The multi-chapter NHF scenario (user in up to 5 lokallag) is particularly important: role resolution must scope permissions to the currently active chapter context, not a union of all chapters. Pay attention to BLoC stream ordering: use emitsInOrder and emitsDone rather than individual expect calls on stream values.
Testing Requirements
Integration tests only — no unit tests and no e2e tests in this task. Use flutter_test with fake/mock Supabase client (implement SupabaseClientFake or use mocktail). Structure tests in three groups: (1) Happy-path role resolution (coordinator, peerMentor, orgAdmin, globalAdmin), (2) Multi-role and multi-chapter edge cases (NHF-specific chapter scoping, role priority ordering), (3) Session lifecycle edge cases (revocation detection, logout reset). Each test must arrange mock data via a test fixture builder, act through the real RoleResolutionService and RoleStateManager (not mocks), and assert on emitted states using expectLater + emitsInOrder.
Aim for 100% branch coverage of RoleResolutionService and PermissionCheckerService.
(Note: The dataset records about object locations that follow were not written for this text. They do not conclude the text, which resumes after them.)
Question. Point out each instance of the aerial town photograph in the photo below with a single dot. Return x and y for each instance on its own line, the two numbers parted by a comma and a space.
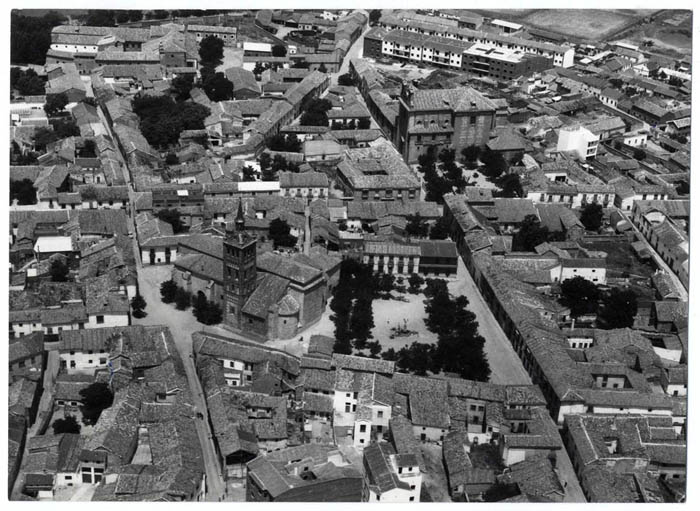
349, 255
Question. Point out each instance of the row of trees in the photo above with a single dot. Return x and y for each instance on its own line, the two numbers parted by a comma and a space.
361, 124
417, 226
352, 307
214, 83
30, 36
315, 113
26, 82
437, 183
460, 348
614, 309
206, 311
289, 143
162, 119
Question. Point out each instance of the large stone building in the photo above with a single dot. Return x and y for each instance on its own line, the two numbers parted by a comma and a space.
265, 295
442, 119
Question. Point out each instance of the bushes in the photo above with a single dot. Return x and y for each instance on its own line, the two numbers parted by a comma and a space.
168, 289
162, 119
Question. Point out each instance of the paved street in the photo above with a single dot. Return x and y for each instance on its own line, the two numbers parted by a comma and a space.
182, 325
680, 288
505, 364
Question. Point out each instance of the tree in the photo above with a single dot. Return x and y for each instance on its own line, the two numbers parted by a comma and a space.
249, 173
259, 68
100, 18
135, 15
160, 14
64, 128
592, 216
95, 397
66, 425
211, 50
494, 163
471, 153
216, 86
168, 290
416, 358
23, 192
59, 271
43, 137
415, 281
279, 50
416, 226
580, 295
440, 229
30, 36
182, 299
315, 113
171, 216
206, 311
346, 80
530, 234
162, 119
181, 86
137, 305
279, 233
510, 186
618, 309
27, 83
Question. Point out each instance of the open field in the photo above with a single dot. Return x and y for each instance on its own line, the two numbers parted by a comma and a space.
670, 33
392, 313
621, 259
591, 24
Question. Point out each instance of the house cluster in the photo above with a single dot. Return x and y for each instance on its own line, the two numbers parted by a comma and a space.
93, 247
278, 421
143, 447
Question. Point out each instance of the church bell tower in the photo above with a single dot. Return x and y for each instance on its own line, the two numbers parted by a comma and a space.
240, 269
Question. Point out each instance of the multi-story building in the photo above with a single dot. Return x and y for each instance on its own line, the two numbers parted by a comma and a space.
562, 56
388, 476
377, 173
442, 118
578, 140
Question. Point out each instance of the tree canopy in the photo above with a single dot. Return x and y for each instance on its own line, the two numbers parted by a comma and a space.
162, 120
618, 309
171, 216
30, 36
23, 191
96, 397
26, 82
580, 295
66, 425
211, 51
216, 86
530, 234
59, 271
315, 113
592, 216
280, 233
55, 103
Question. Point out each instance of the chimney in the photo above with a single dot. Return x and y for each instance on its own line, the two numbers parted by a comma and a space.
307, 230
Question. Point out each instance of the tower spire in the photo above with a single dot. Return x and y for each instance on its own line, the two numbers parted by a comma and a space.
240, 219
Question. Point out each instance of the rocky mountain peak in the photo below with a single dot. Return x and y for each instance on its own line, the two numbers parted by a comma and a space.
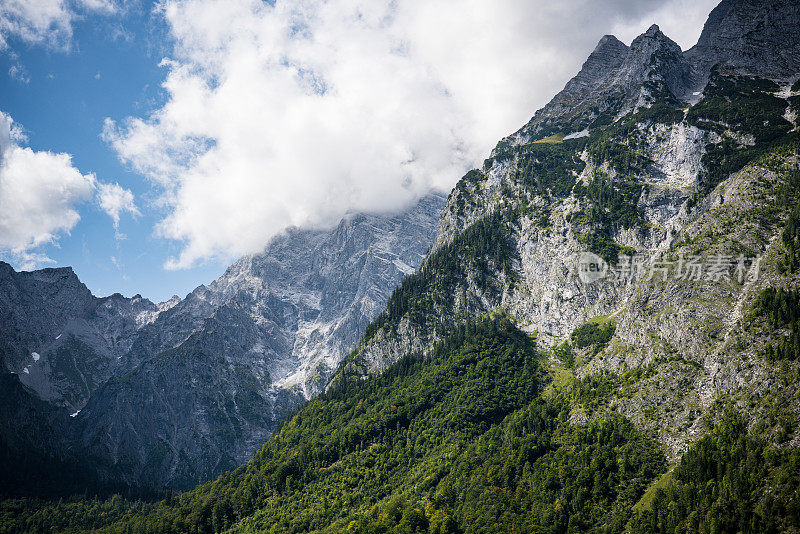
751, 37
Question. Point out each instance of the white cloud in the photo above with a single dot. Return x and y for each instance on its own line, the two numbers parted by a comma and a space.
40, 193
115, 200
47, 22
294, 113
19, 73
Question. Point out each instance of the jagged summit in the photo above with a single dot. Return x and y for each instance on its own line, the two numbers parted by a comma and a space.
614, 79
750, 37
753, 37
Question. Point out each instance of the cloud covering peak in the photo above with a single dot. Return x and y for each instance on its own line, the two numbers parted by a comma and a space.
295, 112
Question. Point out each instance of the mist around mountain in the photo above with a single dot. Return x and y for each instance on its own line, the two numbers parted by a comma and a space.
602, 338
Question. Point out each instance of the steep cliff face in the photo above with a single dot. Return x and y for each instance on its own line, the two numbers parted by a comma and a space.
206, 383
753, 37
615, 80
58, 338
680, 199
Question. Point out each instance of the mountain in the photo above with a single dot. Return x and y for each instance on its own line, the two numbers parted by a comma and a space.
603, 337
753, 38
173, 394
235, 357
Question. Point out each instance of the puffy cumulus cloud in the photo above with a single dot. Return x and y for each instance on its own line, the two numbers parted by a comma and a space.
47, 22
40, 193
115, 200
295, 111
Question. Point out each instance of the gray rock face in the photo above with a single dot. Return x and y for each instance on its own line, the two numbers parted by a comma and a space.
753, 37
206, 381
58, 338
613, 81
173, 394
690, 337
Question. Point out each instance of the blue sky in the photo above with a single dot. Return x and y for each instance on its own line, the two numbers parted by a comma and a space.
112, 70
213, 125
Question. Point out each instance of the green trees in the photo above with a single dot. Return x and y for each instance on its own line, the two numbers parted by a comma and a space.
729, 481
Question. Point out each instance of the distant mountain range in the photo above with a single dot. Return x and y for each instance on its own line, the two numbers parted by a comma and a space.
172, 394
603, 336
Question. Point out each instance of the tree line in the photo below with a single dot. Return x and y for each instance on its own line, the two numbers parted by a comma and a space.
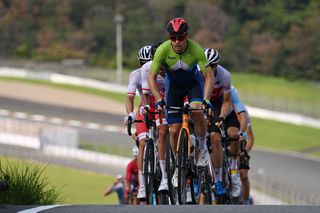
271, 37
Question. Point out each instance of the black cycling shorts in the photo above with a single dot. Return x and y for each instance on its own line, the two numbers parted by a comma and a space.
230, 121
244, 162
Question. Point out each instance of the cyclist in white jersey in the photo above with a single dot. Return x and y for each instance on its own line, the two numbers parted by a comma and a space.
223, 115
246, 127
148, 102
134, 85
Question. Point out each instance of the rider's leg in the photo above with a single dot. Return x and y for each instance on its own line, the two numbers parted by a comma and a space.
234, 150
142, 136
245, 185
200, 126
216, 155
162, 135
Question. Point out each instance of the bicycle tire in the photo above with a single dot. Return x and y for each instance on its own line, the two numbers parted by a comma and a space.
149, 171
182, 165
170, 167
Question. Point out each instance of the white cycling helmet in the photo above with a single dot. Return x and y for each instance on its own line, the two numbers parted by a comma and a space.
145, 53
135, 151
212, 55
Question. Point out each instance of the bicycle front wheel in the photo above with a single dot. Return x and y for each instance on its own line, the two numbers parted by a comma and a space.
149, 172
182, 166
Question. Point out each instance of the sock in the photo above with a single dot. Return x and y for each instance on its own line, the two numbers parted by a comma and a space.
163, 169
202, 143
141, 179
234, 164
217, 174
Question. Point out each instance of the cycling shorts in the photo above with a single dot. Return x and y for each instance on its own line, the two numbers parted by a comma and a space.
244, 162
141, 127
230, 121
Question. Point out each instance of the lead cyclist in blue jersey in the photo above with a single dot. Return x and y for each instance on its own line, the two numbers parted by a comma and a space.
179, 57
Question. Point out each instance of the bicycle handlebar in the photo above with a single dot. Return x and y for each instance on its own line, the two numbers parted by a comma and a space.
146, 120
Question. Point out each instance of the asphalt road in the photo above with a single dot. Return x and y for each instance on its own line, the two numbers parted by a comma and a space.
272, 172
161, 209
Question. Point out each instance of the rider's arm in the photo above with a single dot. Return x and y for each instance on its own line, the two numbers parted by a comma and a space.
154, 70
250, 134
208, 85
109, 190
207, 72
226, 105
130, 103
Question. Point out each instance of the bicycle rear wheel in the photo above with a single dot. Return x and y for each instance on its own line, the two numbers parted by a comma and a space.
182, 166
170, 167
149, 172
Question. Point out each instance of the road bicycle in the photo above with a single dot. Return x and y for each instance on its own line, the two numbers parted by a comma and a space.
151, 166
186, 163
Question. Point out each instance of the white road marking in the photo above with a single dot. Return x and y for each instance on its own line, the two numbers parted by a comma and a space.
36, 117
92, 126
74, 123
21, 115
39, 208
59, 121
56, 120
4, 112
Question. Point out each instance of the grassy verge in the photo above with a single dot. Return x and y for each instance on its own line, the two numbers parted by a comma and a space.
77, 186
284, 136
114, 150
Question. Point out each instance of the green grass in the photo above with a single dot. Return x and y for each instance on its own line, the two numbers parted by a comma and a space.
114, 150
283, 136
78, 186
109, 95
305, 91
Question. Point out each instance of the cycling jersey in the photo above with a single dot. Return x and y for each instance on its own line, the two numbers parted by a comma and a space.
135, 83
181, 68
236, 104
144, 78
222, 82
183, 77
146, 90
132, 175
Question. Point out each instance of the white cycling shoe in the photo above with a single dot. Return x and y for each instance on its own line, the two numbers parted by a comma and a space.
203, 159
163, 185
174, 179
141, 192
236, 185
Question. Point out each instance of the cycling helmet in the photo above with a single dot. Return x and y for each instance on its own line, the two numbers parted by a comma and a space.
177, 26
135, 151
212, 55
145, 53
154, 48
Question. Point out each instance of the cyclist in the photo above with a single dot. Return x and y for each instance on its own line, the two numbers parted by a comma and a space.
117, 187
148, 103
132, 182
245, 126
179, 56
135, 84
223, 115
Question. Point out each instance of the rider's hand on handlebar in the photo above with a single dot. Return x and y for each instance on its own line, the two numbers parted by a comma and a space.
144, 109
160, 105
219, 122
128, 117
242, 136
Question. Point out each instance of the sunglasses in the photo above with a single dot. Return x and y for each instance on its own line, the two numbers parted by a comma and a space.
177, 38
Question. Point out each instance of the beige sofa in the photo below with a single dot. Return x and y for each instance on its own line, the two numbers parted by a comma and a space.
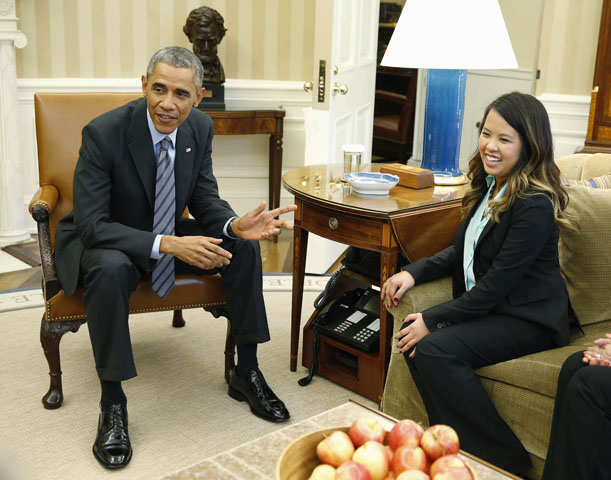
523, 389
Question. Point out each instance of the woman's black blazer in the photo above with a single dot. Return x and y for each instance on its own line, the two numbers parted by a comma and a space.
516, 271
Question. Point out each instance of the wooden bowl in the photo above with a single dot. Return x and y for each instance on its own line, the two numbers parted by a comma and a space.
298, 459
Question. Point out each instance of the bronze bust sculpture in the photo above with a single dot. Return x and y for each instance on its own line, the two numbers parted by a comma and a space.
205, 30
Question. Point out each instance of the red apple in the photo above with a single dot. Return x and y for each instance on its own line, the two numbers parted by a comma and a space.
335, 449
323, 472
439, 440
405, 432
375, 457
352, 470
365, 429
409, 458
455, 474
445, 463
413, 475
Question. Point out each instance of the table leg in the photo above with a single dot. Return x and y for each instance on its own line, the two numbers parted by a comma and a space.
388, 267
300, 247
275, 171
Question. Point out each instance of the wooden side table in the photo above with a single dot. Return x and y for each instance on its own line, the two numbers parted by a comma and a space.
417, 222
255, 122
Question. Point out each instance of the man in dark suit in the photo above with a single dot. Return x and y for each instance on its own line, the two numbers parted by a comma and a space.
127, 221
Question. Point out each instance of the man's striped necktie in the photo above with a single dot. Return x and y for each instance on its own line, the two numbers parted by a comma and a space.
164, 218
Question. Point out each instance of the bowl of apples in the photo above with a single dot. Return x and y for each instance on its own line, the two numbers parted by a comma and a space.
365, 451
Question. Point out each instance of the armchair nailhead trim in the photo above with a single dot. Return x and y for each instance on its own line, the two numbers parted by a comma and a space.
144, 310
39, 203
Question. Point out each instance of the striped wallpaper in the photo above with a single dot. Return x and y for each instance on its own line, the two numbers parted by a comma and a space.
569, 40
266, 39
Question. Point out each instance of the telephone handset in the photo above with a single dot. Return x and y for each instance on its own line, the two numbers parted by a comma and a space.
353, 318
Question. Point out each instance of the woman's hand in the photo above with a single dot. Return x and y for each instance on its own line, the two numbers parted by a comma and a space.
599, 353
410, 335
259, 224
394, 288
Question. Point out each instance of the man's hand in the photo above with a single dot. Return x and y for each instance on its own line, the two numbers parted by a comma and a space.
261, 225
410, 335
599, 353
201, 252
394, 288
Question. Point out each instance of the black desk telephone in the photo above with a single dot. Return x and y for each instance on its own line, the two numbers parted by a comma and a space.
353, 318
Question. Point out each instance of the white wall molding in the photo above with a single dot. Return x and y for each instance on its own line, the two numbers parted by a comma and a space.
568, 115
240, 162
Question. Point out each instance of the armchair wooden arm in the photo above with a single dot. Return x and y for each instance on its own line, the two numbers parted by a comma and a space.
41, 206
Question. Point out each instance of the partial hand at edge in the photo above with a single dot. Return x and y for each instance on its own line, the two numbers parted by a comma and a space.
259, 224
199, 251
394, 288
599, 353
410, 335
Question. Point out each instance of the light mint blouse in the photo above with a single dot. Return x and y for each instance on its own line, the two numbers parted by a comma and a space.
476, 225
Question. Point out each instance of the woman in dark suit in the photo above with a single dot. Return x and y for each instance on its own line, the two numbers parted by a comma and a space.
581, 426
509, 298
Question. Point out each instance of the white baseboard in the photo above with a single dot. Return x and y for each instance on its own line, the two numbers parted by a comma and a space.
240, 162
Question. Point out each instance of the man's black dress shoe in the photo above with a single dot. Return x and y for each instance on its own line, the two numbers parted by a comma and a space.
254, 389
112, 447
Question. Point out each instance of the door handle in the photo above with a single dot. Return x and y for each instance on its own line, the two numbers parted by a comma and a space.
343, 89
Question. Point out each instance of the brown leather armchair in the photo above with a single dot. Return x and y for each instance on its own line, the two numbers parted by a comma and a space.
59, 121
393, 118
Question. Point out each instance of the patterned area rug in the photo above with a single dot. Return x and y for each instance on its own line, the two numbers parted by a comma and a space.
20, 299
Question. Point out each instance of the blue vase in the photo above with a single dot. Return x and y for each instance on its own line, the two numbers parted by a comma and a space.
445, 101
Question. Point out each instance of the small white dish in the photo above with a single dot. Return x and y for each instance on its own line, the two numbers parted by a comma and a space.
371, 183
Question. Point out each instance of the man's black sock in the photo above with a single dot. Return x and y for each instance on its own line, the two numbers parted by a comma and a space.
247, 359
112, 394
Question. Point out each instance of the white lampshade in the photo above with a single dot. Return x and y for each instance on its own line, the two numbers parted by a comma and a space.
450, 34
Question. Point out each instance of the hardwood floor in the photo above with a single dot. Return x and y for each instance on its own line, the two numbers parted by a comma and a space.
276, 258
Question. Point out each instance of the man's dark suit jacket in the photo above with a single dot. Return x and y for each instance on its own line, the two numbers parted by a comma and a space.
516, 271
114, 188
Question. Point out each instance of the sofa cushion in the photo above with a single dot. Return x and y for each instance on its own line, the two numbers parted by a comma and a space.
603, 181
585, 255
581, 166
539, 371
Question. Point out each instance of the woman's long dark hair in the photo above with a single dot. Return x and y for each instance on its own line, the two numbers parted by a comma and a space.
535, 171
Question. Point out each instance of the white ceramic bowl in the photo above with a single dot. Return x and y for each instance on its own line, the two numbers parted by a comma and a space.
371, 183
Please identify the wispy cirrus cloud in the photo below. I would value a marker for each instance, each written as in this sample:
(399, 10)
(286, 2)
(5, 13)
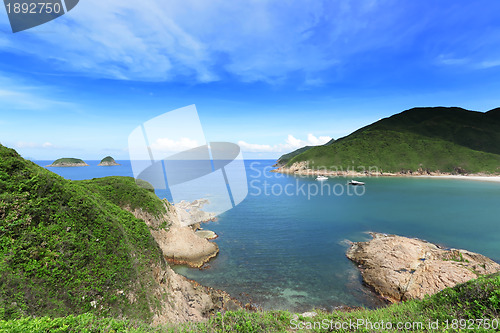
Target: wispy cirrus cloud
(291, 143)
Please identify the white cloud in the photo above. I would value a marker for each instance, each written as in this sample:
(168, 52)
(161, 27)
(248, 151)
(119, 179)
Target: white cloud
(291, 143)
(169, 145)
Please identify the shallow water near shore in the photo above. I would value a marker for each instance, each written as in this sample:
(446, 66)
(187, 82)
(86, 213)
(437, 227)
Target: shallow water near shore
(284, 246)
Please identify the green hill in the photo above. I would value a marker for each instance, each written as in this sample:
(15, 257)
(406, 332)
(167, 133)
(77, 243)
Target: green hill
(284, 159)
(434, 139)
(66, 247)
(68, 162)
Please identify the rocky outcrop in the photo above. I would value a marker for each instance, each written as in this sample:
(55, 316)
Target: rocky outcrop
(400, 268)
(190, 213)
(187, 300)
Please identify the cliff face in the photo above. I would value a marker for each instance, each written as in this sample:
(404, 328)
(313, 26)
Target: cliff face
(401, 268)
(179, 242)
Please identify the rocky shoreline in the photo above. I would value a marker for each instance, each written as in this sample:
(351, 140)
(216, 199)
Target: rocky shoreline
(302, 169)
(400, 268)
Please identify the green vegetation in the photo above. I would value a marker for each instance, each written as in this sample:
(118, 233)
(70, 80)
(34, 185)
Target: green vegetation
(63, 161)
(430, 139)
(66, 247)
(454, 308)
(72, 260)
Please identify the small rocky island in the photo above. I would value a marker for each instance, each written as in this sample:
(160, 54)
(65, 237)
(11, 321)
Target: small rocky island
(400, 268)
(68, 162)
(108, 161)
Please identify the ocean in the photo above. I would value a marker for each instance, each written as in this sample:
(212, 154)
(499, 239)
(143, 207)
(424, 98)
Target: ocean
(284, 246)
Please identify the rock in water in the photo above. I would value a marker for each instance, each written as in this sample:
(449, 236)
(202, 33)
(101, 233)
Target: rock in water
(401, 268)
(68, 162)
(108, 161)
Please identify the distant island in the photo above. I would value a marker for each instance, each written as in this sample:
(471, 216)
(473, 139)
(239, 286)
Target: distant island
(108, 161)
(419, 141)
(68, 162)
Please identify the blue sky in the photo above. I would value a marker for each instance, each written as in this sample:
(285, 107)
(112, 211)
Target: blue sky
(269, 75)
A coordinator's permissions could be revoked by an admin while they are actively using the app. If the permission checker relies solely on the cached role state from login, the coordinator could continue performing actions they are no longer authorized for until the next login.
Mitigation & Contingency
Mitigation: The Permission Checker Service must re-validate against the Role Repository (not just in-memory state) before high-impact actions. Implement a configurable staleness window (e.g., 15 minutes) after which role data is refreshed from Supabase in the background.
Contingency: If a revoked permission is detected during a pre-action check, immediately clear the cached role state, force a re-resolution from Supabase, and display an inline error explaining the permission change rather than crashing or silently failing.
Using both BLoC and Riverpod in the same state management layer for roles risks state synchronization bugs where one system updates before the other, causing widgets to render with stale role data during the switch transition.
Mitigation & Contingency
Mitigation: Choose a single primary state management approach (Riverpod StateNotifier is recommended) for role state and wrap the BLoC pattern within it if legacy code requires BLoC interfaces. Establish a single source-of-truth provider that all consumers read from.
Contingency: If synchronization bugs appear during integration testing, introduce a RoleStateReady gate widget that delays rendering of role-dependent UI until the state notifier emits a confirmed resolved state, preventing partial renders.
Hardcoded permission constants per role can become a maintenance burden as new features are added across 61 total features, leading to permission definitions that are scattered, stale, or inconsistent.
Mitigation & Contingency
Mitigation: Centralize all role-permission mappings in a single RolePermissions constants file with named action keys. Enforce that no widget or service directly checks role type strings; all checks must go through the Permission Checker Service.
Contingency: If permission definitions drift out of sync, introduce a validation test suite that cross-references all registered permission constants against their usage sites and fails the CI build if an undefined permission key is referenced.